Figure 5 – The economic Efficient Frontier.

Key ingredients for success – Build one block at a time, and practice, practice, practice

Several distractions (e.g. re-structuring) and excuses (e.g. a focus on next year) generally get in the way of this adoption to portfolio optimization that represents the best of Portfolio Management practice but the pertinent question is ‘If you were the CEO of your company, would you tell your shareholders that your intent was to create sub-optimal portfolio value on an ongoing basis?’ If not, what would you do differently?

Like all exceptional athletes who achieve excellence in their fields, they build their skills one block at a time and practice relentlessly. This should be no different for organizations trying to attain sustained competitive success, however it may be defined. The first step is to admit that no matter how good or successful you currently are, you’d like to be better or more successful at what you do in the future. With a transparent gap analysis in place, you should then create a multi-year plan dedicated to improving your capability maturity level in value creation i.e. in the discipline of Portfolio Management. If one sit-up or one pill does not lead to perfect cardiovascular health, do not expect that one cycle of implementation will lead to portfolio value maximization. Instead, practice the discipline relentlessly because if you don’t create your own destiny, someone else surely will.

Conclusions

Long before the turn of this century, forward thinking and learning organizations alike began to examine the root causes of their successes and failures, and resorted to implementing fundamental changes that have led to sustained competitive success. Those that simply moved the deck chairs on the Titanic found themselves acquired, marginalized, or belly-up. Re-invention of oneself requires an admission that more than today’s self is required for tomorrow’s success.
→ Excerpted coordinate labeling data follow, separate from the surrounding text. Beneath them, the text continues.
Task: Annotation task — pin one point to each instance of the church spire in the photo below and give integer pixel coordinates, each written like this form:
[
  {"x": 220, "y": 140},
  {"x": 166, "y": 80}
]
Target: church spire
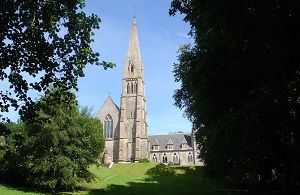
[{"x": 133, "y": 63}]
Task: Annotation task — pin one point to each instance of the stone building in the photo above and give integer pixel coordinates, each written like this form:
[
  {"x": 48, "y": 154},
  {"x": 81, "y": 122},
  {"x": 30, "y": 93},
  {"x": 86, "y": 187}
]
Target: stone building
[
  {"x": 178, "y": 148},
  {"x": 125, "y": 127}
]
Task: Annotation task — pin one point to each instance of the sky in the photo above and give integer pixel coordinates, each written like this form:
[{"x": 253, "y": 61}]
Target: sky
[{"x": 160, "y": 36}]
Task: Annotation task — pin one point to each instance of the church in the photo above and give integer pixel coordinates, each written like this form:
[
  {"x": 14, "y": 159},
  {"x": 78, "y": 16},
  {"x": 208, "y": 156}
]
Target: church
[{"x": 125, "y": 127}]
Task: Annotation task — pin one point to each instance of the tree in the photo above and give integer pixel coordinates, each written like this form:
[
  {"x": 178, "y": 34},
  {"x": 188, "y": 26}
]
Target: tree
[
  {"x": 43, "y": 43},
  {"x": 12, "y": 161},
  {"x": 240, "y": 86},
  {"x": 62, "y": 141}
]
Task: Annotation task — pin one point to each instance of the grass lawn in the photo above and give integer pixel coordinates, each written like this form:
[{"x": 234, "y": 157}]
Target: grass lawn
[{"x": 143, "y": 178}]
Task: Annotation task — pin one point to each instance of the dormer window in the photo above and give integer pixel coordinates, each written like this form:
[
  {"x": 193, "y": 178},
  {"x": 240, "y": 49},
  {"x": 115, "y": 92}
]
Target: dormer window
[
  {"x": 155, "y": 147},
  {"x": 184, "y": 146},
  {"x": 131, "y": 68},
  {"x": 170, "y": 147}
]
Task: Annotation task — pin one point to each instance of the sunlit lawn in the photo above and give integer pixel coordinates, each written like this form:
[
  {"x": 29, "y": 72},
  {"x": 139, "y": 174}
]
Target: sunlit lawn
[{"x": 134, "y": 178}]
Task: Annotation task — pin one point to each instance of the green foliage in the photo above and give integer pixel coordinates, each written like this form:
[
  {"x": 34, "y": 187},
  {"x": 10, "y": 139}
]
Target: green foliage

And so it is with Portfolio Management that organizations struggle to maximize the value of what they have in their portfolios when the pervasive Pavlovian response is to be satisfied with the concept of value creation. CREOPMTM does not require organizational re-structuring or cost cutting to be successful; rather, it requires first and foremost, the recognition that more value can be extracted from the resources available to a portfolio if a value maximization approach is pursued. Organizations that embrace this discipline will find themselves at the forefront of their industries because they will have eliminated value destruction and re-invested more into their futures. While portfolio optimization is not a journey of a thousand miles, it does begin with a single step in the direction of value maximization.